R&D expenses for fiscal 2009 were $140.6 million compared to $100.0 million in fiscal 2008. R&D expenses for 2009 included non-cash stock compensation expense of $20.0 million compared to $14.1 million in 2008. R&D expenses also included $3.7 million and $1.5 million of accrued contingent compensation associated with the acquisition of Avantome, Inc. in 2009 and 2008 respectively. SG&A expenses for fiscal 2009 were $176.3 million compared to $148.0 million in 2008 and included $35.6 million and $28.5 million of non-cash stock compensation expense respectively.
The company generated $174.5 million in cash from operations in 2009 compared to $87.9 million in 2008. The 2008 amount included $54.5 million in litigation settlement payments, without which the company generated $142.4 million in cash from operations. Depreciation and amortization expenses for 2009 were $31.3 million and capital expenditures were $52.7 million.
Highlights since our last earnings release:
- Launched HiSeq 2000, the next generation sequencing system, capable of generating 200Gb of data per run using two flowcells and dual surface imaging.
- Announced that the BGI purchased 128 HiSeq2000 systems, representing the largest order for next-generation sequencing systems to date.
- Launched the Genome Analyzer IIe, a lower-priced sequencing by synthesis sequencing system ideal for smaller labs and expected to generate output up to 40Gb of data per run.
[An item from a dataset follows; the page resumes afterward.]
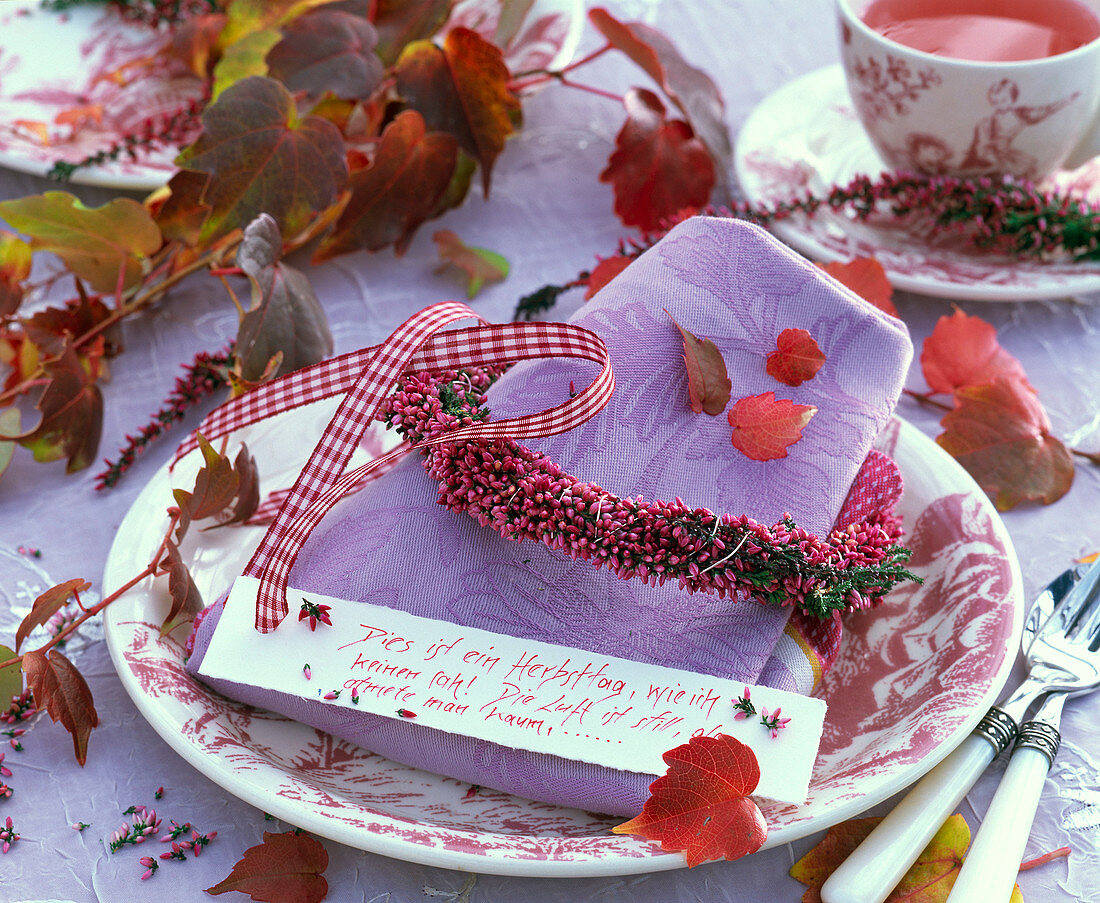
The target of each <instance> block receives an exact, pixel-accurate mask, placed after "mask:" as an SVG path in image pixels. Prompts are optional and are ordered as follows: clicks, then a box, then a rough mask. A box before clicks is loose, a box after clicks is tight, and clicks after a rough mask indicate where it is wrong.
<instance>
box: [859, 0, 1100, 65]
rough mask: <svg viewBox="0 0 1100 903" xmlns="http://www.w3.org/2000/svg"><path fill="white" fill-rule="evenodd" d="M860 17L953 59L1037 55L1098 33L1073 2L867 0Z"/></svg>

- Launched the OmniExpress, a 12 sample BeadChip incorporating Illumina’s 3rd generation array technology and containing over 700,000 variants per sample, or a total of 8.4 million total markers. Customers can process over 1,400 samples per week at a list price $250 per sample.
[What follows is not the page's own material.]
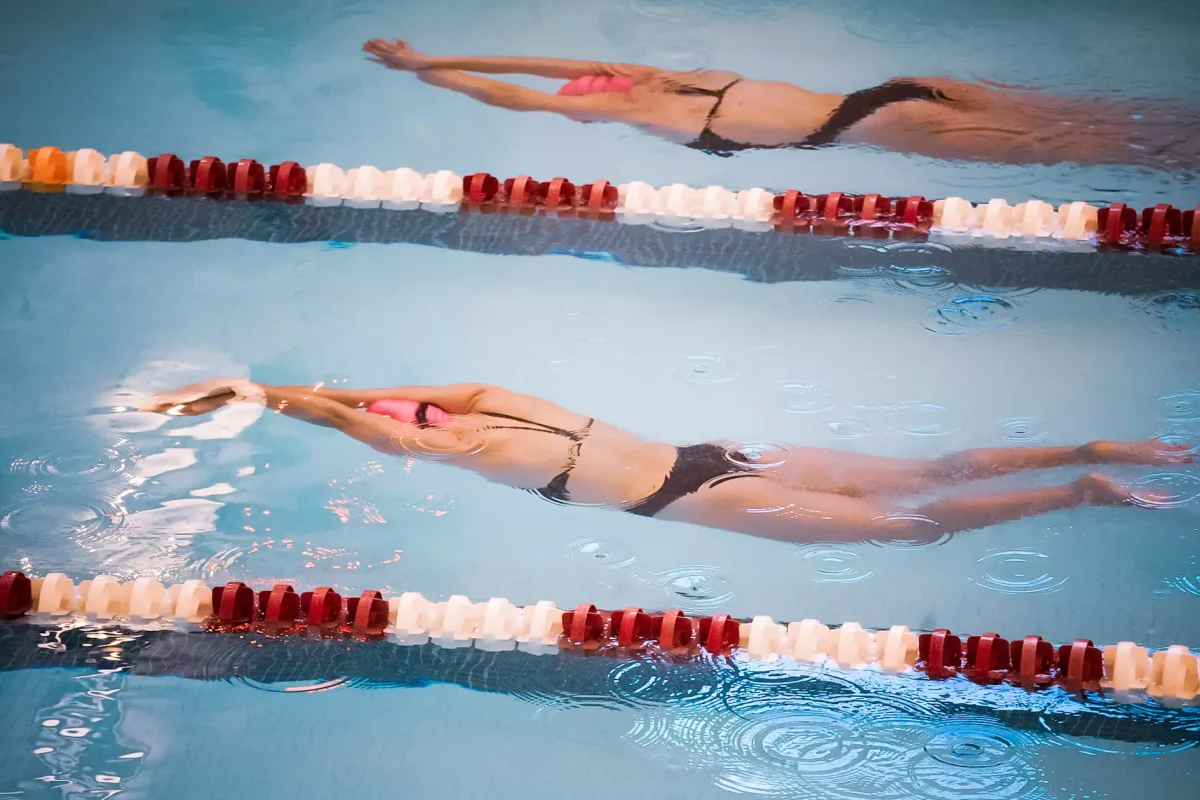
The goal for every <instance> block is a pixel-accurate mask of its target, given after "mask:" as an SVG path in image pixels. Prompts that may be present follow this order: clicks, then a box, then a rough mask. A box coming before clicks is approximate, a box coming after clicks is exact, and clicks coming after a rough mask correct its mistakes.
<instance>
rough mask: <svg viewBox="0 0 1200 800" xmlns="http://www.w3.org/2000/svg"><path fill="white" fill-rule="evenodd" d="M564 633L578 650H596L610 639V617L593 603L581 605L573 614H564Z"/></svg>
mask: <svg viewBox="0 0 1200 800" xmlns="http://www.w3.org/2000/svg"><path fill="white" fill-rule="evenodd" d="M563 633H564V634H565V637H566V642H568V643H570V644H572V645H575V646H577V648H586V649H595V648H598V646H600V644H601V643H604V640H605V639H607V638H608V615H607V614H604V613H602V612H598V610H596V607H595V606H594V604H592V603H581V604H580V606H577V607H576V608H575V610H572V612H563Z"/></svg>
- Launched the BovineHD, a 12 sample BeadChip for agricultural livestock with over 700,000 loci from more than 20 different bovine breeds.
- Announced that The Broad Institute purchased an additional 30 Genome Analyzers bringing its installed base to 89 systems.
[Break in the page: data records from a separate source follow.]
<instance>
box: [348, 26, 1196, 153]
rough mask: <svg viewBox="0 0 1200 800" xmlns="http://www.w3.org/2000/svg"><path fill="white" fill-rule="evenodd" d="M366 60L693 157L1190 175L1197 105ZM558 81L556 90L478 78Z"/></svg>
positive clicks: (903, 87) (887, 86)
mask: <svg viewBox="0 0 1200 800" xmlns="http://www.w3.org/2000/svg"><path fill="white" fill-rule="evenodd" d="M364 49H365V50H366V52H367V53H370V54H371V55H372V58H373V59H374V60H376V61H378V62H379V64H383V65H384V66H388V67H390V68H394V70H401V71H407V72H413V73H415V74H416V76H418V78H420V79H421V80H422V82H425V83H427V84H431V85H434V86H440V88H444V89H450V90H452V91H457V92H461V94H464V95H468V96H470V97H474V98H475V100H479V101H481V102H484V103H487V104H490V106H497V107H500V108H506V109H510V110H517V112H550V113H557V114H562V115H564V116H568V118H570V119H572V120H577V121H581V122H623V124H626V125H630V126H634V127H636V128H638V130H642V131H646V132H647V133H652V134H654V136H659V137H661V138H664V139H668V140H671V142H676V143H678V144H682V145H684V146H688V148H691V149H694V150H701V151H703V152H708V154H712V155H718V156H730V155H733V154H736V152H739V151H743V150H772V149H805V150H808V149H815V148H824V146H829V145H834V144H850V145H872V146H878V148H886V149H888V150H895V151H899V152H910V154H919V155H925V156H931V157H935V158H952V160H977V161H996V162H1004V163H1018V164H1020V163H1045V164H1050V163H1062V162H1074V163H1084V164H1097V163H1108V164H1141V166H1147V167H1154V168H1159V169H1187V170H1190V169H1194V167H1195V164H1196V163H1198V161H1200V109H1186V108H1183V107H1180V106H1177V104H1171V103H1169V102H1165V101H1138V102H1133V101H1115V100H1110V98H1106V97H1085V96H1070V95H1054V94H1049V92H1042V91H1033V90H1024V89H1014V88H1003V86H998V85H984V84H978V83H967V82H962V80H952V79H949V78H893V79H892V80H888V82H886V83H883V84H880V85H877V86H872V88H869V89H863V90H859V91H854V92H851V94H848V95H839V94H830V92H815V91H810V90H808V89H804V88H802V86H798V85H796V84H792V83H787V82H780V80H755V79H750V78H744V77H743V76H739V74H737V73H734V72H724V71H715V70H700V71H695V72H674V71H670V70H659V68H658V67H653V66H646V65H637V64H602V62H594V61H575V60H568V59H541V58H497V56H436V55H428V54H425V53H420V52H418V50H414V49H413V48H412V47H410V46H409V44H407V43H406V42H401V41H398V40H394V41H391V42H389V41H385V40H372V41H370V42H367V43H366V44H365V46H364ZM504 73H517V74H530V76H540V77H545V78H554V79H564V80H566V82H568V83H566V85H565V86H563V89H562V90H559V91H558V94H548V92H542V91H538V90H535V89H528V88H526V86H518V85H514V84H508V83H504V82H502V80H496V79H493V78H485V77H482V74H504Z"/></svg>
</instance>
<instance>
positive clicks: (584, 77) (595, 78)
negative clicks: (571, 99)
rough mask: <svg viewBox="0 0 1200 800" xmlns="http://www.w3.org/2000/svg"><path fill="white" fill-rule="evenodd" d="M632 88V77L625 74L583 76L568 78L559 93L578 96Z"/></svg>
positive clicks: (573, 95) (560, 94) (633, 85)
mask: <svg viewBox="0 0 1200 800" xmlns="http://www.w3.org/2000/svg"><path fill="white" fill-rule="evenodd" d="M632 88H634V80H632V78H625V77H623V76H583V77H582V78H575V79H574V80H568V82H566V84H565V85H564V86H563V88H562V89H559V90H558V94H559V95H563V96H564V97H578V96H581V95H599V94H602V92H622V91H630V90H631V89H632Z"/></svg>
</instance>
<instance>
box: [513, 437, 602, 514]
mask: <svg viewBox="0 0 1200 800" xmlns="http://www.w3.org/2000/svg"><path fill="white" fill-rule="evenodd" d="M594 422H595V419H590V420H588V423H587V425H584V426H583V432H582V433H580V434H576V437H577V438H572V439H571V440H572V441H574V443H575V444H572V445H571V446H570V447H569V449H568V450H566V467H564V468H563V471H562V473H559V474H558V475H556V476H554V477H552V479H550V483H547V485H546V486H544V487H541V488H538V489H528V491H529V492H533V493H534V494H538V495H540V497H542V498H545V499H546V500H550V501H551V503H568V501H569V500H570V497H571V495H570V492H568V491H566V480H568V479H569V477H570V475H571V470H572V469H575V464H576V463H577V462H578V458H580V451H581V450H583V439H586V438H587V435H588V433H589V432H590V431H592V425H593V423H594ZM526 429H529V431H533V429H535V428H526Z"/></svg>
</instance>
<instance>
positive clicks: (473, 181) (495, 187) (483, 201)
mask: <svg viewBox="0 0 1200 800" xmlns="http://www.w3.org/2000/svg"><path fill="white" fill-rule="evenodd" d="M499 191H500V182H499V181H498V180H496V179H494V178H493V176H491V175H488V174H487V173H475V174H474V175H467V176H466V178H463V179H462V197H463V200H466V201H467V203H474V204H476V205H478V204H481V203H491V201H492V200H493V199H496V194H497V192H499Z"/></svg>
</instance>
Financial Outlook and Guidance
The non-GAAP financial guidance discussed below excludes the incremental interest expense associated with the company’s convertible debt instruments that may be settled in cash, the amortization expense related to intangible assets, contingent compensation expense and the accrual of in-process research and development related to the Avantome acquisition, and the double dilution associated with the accounting treatment of the company’s outstanding convertible debt and the corresponding call option overlay (see table which reconciles these non-GAAP financial measures to the related GAAP measures).
The company expects:
- Revenue growth for the full year 2010 of approximately 20% from 2009 revenue of $666 million.
- Gross margins in the mid to high 60s.
- Non-GAAP earnings per share between $0.90 and $1.00.
- Full year pro forma tax rate of approximately 34%.
- Stock compensation expense of approximately $73 million or a tax adjusted amount of $0.36 per fully diluted pro forma share.
- Full-year weighted-average diluted shares outstanding for the measurement of pro forma results of approximately 132 million.